A Profound Decline in Population
Most Bedouin are now settled, and few continue to breed horses as their ancestors did. Although Western breeders produced more Desert Arabians during the 20th century than ever existed in their homelands, breeding has plummeted due to changes in the use of the horse as a recreational companion, urbanization, and economic adversity.
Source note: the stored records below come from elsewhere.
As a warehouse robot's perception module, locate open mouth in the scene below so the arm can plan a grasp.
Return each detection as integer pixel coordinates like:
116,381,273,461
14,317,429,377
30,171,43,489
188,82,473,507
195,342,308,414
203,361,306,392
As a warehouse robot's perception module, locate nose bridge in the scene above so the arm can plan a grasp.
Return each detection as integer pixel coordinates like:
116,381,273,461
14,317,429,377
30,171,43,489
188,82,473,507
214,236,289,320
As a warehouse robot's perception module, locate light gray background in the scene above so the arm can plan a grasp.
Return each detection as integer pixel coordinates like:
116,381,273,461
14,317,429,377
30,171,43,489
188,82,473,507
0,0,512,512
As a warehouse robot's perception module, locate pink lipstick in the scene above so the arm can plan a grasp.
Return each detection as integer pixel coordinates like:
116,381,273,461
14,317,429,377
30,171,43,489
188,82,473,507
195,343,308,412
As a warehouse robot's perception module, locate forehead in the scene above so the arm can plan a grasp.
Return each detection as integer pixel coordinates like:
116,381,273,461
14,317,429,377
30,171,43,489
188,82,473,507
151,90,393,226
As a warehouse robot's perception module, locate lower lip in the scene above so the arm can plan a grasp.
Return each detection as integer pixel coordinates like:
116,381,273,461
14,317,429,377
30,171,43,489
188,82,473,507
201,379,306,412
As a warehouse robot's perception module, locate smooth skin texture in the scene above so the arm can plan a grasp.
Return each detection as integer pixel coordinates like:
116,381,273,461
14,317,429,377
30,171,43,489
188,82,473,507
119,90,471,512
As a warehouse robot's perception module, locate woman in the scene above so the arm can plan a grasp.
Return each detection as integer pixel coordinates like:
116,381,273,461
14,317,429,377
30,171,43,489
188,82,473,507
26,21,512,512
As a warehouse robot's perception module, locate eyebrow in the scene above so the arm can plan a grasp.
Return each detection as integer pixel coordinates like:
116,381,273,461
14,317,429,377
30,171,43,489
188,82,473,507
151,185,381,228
In North America, annual foal registrations have declined 50 percent in just 25 years (from 1400 Desert Arabians in the mid-1980s to fewer than 500 in 2014). Fewer than 1000 foals are born each year on other continents, including those in the original areas of Bedouin migration. More than 80 percent of all Desert Arabian foals derive from fewer than 100 Desert Arabians that were taken to Egypt between 1800 and 1950. The other 20 percent represent diversity found from the far north (now Syria) to the south (Saudi Arabia).
The Last Chance to Save This Precious Gene Pool
It is therefore critical for this comparatively small gene pool to be maintained through coordinated effort if a healthy level of diversity is to be retained for the future.
The Institute for the Desert Arabian Horse supports scientific research and collaborative breeding efforts internationally with the goal that 95 percent of the current genetic diversity will be available in 100 years.
The magnificent horse developed over millennia by the Bedouin will otherwise be lost for all time.